The next summer, I interned at Boeing where I spent the first month reading
dry paper manuals because I was waiting to get a computer, and because my boss
was too lazy/busy to find real work for me to do. The next month was spent
filling out paperwork that could have been replaced by a very simple web
application, except that it had to be paper and it had to be a Word doc
because of bizarre process requirements. They were paying a full-time engineer
$70k to do the same thing I was doing as an intern. The final month was
finally spent doing some real engineering work (something about dissimilar
metals.)

After those two experiences of how backwards and fucked up the aerospace
sector is, I decided I would just keep doing web dev, which I'd been doing
since I was about 15 (programming since I was about 12 or 13.) Currently in
NYC working for Etsy.

[1]: <http://en.wikipedia.org/wiki/VAX>

------
daeken
I grew up in Chambersburg, PA -- tiny town, very poor overall -- but was lucky
enough to have an uncle that built PCs (so we always had one in the house) and
an Apple II in my classroom.

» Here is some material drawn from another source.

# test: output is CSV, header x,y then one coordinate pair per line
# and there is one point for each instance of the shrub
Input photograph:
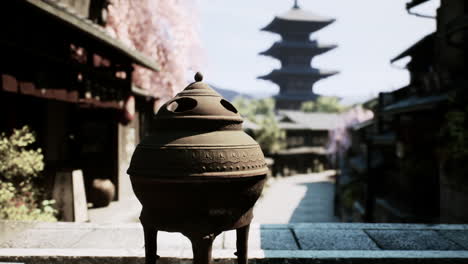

I can't remember a time when my dream wasn't to
"go to MIT to be a programmer"; thankfully, I happened to start gaming at a
local computer shop, and they turned me onto Perl and PHP. Started doing
contract work around 14 or 15, and then got a job in the field at 17, out in
San Diego. Bounced around from place to place since then, never landing in the
valley for more than a couple days. Now residing in suburban CT, and splitting
my time between here and Barcelona in a few months.

------
ladon86
I'm from the UK. As a teenager I was really into making music, and I was
determined not to go to college, as music was starting to work out pretty well
professionally.

My parents convinced me to go to college for one semester, I ended up staying
and graduated with a computer science degree. It pretty much killed my music
career unfortunately, but I really enjoyed it.

Afterwards I worked as a game developer in Cambridge and then went back to
college for a CS PhD, but I dropped out a few years in, and moved to
California to start a company. That was a year and a half ago!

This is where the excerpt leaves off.